An interesting success story. But can’t we just boil it down to saying that blogging made it easier for a writer to accumulate a public portfolio (and a videographer, and a musician…).
Conversely, it makes it easier for writers to view online portfolios of potential competitors? It has an equalizing effect.
While there are lessons to be learned here, one thing that jumps out at me is that the ticket to success doesn’t require going to a good college?
I am 42, so the Internet hit me about 10 years ago. I have to wonder what would have happened if the opportunities provided by the net had been available to me as a student. Would it have made a real difference?
Robert,
If Gladwell is to believed, then the lowered barrier has to be introduced at the precisely right time, and you have to get in 10,000 hours of practice with it to become an outlier. So it seems that the best time for this lowered barrier to be introduced is your late teens and early 20s.
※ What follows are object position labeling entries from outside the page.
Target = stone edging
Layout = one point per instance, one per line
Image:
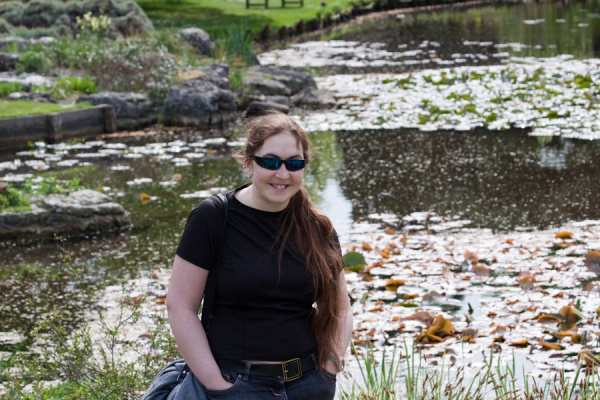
(18, 131)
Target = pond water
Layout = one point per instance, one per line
(475, 175)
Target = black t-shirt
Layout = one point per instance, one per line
(260, 311)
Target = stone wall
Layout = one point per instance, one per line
(18, 131)
(81, 213)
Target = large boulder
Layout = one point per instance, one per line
(132, 109)
(311, 97)
(292, 80)
(199, 39)
(203, 100)
(8, 61)
(81, 213)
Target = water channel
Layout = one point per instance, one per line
(498, 180)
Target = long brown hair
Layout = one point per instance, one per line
(309, 231)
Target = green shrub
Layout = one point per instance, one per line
(33, 60)
(13, 200)
(7, 88)
(235, 47)
(5, 27)
(66, 87)
(56, 17)
(51, 185)
(11, 12)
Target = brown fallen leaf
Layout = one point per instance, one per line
(144, 198)
(392, 284)
(551, 346)
(481, 270)
(589, 358)
(520, 343)
(527, 282)
(469, 335)
(564, 235)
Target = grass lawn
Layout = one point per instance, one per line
(218, 16)
(20, 108)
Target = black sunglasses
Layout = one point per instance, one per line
(274, 163)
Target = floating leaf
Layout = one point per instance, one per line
(408, 305)
(520, 343)
(144, 198)
(481, 270)
(564, 235)
(593, 256)
(589, 358)
(526, 283)
(441, 327)
(469, 335)
(471, 257)
(570, 314)
(354, 261)
(551, 346)
(422, 316)
(392, 284)
(549, 319)
(592, 261)
(575, 338)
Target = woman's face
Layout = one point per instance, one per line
(272, 190)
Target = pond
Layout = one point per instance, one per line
(425, 141)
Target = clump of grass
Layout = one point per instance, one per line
(379, 382)
(13, 201)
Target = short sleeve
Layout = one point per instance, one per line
(200, 239)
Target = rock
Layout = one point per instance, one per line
(13, 44)
(311, 97)
(266, 86)
(85, 212)
(199, 39)
(8, 61)
(132, 110)
(294, 81)
(203, 101)
(258, 107)
(40, 97)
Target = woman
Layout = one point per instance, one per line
(281, 319)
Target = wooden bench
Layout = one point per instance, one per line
(265, 3)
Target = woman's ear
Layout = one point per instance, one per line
(248, 166)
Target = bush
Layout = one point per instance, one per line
(65, 87)
(121, 65)
(55, 17)
(13, 201)
(7, 88)
(33, 60)
(11, 12)
(5, 27)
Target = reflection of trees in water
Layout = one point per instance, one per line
(498, 180)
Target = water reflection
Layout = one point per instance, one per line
(498, 181)
(486, 35)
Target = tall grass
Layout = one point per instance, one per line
(497, 380)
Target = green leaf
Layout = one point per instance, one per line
(354, 261)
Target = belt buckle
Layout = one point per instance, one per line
(291, 375)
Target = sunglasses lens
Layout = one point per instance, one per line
(268, 163)
(274, 163)
(294, 165)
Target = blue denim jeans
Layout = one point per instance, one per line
(311, 386)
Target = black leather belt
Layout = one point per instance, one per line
(289, 370)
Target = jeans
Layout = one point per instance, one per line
(311, 386)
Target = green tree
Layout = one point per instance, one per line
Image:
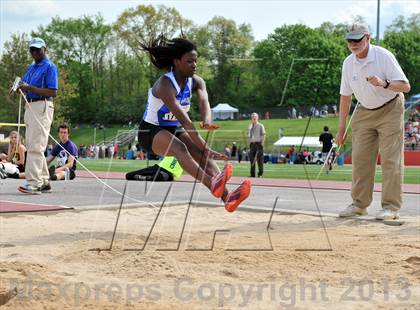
(80, 44)
(299, 44)
(402, 37)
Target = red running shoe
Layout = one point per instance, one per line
(218, 182)
(234, 198)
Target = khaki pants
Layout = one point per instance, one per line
(378, 130)
(38, 118)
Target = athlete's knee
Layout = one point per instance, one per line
(180, 149)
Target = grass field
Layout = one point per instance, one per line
(229, 131)
(276, 171)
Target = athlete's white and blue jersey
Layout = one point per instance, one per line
(157, 113)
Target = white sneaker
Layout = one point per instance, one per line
(352, 210)
(386, 214)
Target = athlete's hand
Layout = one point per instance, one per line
(25, 87)
(376, 81)
(209, 127)
(341, 137)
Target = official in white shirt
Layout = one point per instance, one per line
(372, 74)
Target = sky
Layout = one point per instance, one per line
(18, 16)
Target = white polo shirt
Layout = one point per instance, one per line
(379, 62)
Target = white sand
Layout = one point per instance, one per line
(46, 258)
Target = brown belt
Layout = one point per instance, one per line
(380, 107)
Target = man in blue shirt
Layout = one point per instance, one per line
(40, 84)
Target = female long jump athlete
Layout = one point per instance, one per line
(167, 105)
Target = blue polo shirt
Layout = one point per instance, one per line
(43, 75)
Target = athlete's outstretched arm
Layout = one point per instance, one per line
(203, 103)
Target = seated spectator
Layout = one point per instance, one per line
(16, 155)
(66, 153)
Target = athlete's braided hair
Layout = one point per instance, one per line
(162, 51)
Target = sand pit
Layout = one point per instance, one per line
(45, 261)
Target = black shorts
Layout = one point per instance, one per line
(148, 131)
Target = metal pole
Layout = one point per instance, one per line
(94, 136)
(377, 22)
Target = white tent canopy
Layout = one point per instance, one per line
(223, 111)
(296, 141)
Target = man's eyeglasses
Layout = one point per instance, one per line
(33, 49)
(355, 40)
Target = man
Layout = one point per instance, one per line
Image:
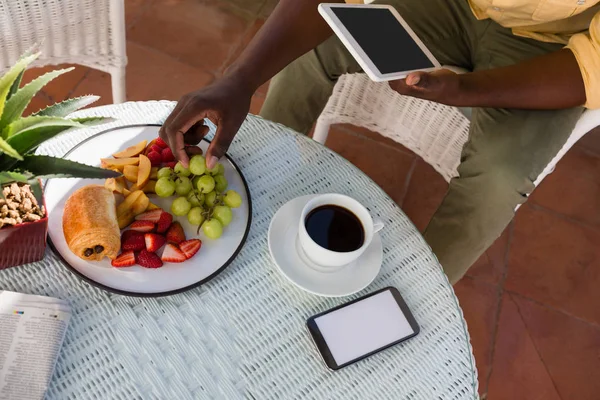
(527, 89)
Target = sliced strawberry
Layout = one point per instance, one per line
(167, 155)
(155, 158)
(142, 226)
(148, 260)
(161, 143)
(125, 259)
(175, 233)
(164, 222)
(173, 254)
(132, 240)
(152, 216)
(190, 247)
(154, 241)
(149, 146)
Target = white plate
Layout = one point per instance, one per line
(212, 258)
(287, 255)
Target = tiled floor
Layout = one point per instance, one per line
(532, 301)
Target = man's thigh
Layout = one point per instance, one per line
(521, 141)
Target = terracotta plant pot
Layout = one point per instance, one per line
(24, 243)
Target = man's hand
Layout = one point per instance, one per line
(225, 102)
(442, 86)
(549, 82)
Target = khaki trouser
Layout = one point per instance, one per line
(507, 148)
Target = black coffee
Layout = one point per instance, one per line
(335, 228)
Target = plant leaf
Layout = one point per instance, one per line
(9, 177)
(8, 150)
(7, 80)
(30, 138)
(68, 106)
(23, 124)
(14, 107)
(15, 86)
(53, 167)
(89, 121)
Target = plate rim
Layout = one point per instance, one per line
(169, 292)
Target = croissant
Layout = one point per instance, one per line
(90, 223)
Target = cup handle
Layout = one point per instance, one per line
(377, 225)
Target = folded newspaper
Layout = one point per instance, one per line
(32, 329)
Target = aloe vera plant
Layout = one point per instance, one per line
(21, 135)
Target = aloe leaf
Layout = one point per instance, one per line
(89, 121)
(66, 107)
(53, 167)
(8, 150)
(36, 188)
(7, 80)
(9, 177)
(14, 107)
(15, 86)
(23, 124)
(30, 138)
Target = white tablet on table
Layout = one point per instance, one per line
(379, 39)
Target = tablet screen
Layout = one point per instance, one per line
(383, 39)
(363, 327)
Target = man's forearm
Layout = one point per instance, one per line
(293, 28)
(552, 81)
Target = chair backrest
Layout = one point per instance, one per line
(86, 32)
(435, 132)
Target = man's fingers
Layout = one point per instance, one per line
(189, 116)
(192, 151)
(195, 134)
(178, 148)
(223, 137)
(163, 129)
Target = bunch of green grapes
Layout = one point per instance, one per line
(202, 195)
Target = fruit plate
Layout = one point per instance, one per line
(213, 257)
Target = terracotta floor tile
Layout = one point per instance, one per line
(591, 141)
(573, 189)
(555, 261)
(426, 191)
(96, 83)
(386, 166)
(518, 373)
(200, 33)
(491, 265)
(256, 104)
(252, 7)
(479, 302)
(38, 102)
(262, 91)
(134, 9)
(268, 8)
(570, 349)
(151, 75)
(59, 88)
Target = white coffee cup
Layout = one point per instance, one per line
(329, 258)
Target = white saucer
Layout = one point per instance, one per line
(344, 281)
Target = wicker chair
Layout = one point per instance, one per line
(86, 32)
(435, 132)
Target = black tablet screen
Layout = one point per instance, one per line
(383, 39)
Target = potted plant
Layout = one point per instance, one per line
(23, 218)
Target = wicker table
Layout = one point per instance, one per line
(242, 335)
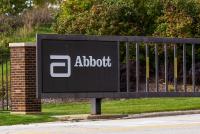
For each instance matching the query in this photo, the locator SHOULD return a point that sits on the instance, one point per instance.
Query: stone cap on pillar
(22, 44)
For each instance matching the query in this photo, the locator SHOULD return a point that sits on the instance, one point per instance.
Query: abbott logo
(54, 65)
Because this came along when I didn’t need to hold down a job and so therefore had all the time in the world, I theoretically had a ton more practice time — to get in a huge chunk of my 10,000 hours — so that when it transferred from just a hobby to a career, I already had an advantage.
Writing is perhaps atypical as far as careers go because one’s writing improves by leaps and bound in midcareer. I haven’t decided whether it simply is due to practice or to intellectual maturity.
BTW, here’s a recommendation. Roy Peter Clark’s book Writing Tools . I remember coming across this book (via the guy’s blog on the Poynter site) and was blown away. How could this man have put down in a book all the little writing tricks which I only learned through trial and error? In grad school at the age of 22 I had writing workshops with a Nobel Prize winner and a National Book Award winner. And yet Mr. Clark’s little book provided more useful tips than either author did in the writing workshops.
I can only wonder what would have happened if I had come in contact with the book earlier on. Would I have been ready to absorb the principles? Or would it have simply seemed interesting, but not useful.
(BTW, Clark’s book is mainly about journalistic writing, but a lot of things mentioned there apply to creative forms of writing as well).
Web 2.0 has lowered barriers of entry across the board. I think that this would increase competition because individuals have more access to their respective “marketplace.”